Halfway up the steps, she heard a voice behind her call, “Wait! Please wait!”

She turned as Camilla panted up, a square white cardboard box swinging from her hand.

“What’s up?”

“That bitch! The waitress. She didn’t bring me a pot of tea and plate of cakes, she brought this, already packed up, and gave me the money for the tea, and told me, ‘We don’t serve the likes of you.’ So I nearly told her what she could do with her stupid cakes, but I thought you wouldn’t like that, so I told her ever so sweetly, ‘Thanks for making the scrambled eggs for me,’ even though they were rotten. Then I just walked out.”

“Good for you.”

“And I thought, the fuzz can’t be any worse than her. So here I am.”

“Thank you for coming, Cam. You’ve saved my bacon.”

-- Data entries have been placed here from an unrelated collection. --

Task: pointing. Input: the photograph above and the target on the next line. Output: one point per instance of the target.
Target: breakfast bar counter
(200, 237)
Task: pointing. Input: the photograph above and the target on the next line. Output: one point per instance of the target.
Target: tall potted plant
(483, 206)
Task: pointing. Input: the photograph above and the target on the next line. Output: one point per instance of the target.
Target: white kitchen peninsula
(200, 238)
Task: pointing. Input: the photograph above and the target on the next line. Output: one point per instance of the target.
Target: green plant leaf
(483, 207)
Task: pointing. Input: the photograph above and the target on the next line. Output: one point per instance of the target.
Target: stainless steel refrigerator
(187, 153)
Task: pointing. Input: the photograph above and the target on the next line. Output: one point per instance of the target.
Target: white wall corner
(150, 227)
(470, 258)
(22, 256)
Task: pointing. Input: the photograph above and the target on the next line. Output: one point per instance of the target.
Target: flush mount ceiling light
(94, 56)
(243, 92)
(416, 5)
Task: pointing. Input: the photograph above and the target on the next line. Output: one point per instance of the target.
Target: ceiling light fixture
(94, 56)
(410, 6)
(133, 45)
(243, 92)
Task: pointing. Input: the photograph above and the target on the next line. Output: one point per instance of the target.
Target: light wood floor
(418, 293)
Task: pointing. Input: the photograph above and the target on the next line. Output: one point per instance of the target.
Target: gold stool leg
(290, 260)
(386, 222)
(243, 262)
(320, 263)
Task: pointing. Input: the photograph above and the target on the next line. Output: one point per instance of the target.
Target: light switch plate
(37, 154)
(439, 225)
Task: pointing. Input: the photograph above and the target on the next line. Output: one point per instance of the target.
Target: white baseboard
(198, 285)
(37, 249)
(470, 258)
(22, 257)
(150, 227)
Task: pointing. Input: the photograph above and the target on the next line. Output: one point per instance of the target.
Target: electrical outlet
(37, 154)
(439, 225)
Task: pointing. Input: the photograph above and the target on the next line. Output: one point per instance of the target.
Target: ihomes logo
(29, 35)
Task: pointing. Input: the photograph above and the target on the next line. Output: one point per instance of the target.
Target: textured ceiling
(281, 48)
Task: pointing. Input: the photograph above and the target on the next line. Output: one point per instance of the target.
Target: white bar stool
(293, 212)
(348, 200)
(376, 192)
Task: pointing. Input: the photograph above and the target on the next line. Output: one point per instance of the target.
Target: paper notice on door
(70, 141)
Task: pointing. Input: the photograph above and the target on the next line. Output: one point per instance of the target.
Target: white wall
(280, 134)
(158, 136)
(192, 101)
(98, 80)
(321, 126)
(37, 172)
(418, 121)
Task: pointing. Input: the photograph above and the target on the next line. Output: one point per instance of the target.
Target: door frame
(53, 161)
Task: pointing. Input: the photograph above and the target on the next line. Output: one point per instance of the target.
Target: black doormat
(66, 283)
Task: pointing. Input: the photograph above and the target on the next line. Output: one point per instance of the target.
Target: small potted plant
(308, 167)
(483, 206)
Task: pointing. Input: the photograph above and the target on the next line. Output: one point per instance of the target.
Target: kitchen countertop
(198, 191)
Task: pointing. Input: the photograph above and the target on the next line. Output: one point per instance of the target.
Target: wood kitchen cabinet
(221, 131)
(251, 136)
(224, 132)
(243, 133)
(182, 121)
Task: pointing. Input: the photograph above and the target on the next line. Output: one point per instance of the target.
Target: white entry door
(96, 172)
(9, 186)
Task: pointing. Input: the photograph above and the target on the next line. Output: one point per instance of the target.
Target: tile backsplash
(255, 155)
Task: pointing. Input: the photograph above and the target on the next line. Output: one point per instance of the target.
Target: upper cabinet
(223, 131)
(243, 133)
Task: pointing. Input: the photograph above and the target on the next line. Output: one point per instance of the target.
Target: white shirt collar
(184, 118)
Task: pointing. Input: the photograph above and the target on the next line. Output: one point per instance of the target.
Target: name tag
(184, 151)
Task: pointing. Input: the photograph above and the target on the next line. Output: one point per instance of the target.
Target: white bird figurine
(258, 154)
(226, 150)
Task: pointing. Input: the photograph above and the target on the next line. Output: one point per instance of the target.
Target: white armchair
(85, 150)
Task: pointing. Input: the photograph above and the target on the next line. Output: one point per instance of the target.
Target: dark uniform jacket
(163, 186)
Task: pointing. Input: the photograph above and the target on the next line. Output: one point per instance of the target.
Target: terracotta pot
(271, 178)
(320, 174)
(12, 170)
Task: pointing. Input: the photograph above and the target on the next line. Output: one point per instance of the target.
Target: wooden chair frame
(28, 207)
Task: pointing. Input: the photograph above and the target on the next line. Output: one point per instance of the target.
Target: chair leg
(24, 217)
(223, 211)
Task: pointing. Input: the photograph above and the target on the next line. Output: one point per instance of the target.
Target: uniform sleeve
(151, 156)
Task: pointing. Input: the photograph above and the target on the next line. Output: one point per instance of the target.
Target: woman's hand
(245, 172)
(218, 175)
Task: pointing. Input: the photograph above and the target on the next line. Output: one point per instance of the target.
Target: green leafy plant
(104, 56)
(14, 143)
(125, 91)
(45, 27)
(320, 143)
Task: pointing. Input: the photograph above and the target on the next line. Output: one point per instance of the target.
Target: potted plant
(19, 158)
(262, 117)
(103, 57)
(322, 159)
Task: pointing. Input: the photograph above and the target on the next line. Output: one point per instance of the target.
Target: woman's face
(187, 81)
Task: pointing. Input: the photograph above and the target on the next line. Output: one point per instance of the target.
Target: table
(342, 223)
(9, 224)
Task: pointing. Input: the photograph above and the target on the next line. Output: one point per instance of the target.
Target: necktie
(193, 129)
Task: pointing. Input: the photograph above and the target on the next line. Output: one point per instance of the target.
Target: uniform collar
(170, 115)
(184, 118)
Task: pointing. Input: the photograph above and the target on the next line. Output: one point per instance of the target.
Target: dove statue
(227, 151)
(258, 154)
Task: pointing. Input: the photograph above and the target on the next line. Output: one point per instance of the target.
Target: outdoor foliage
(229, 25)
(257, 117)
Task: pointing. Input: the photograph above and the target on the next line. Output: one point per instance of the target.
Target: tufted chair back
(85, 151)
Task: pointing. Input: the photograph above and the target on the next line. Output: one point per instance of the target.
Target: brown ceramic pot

“Really?” said Camilla, looking pleased.

“Really. Come on.”

The desk sergeant showed no surprise at Megan arriving with a tatty young girl in tow after leaving with a sleek male colleague. “Your guv’nor phoned again,” he told her, with a commiserating glance. “Inspector Everett’s office.” He jerked a thumb towards the right-hand corridor.

“Thanks. Have you got an IdentiKit, here, or an artist? This young lady can provide a description of a chap we’re going to be looking for.”

“I’ll deal with it. You run.” He gave Camilla a fatherly smile and said, “Good of you to come in, miss.”

“Just do your best, Cam,” Megan said, and ran. Scumble at best was not a patient man. Scumble kept waiting for a couple of hours didn’t bear thinking of.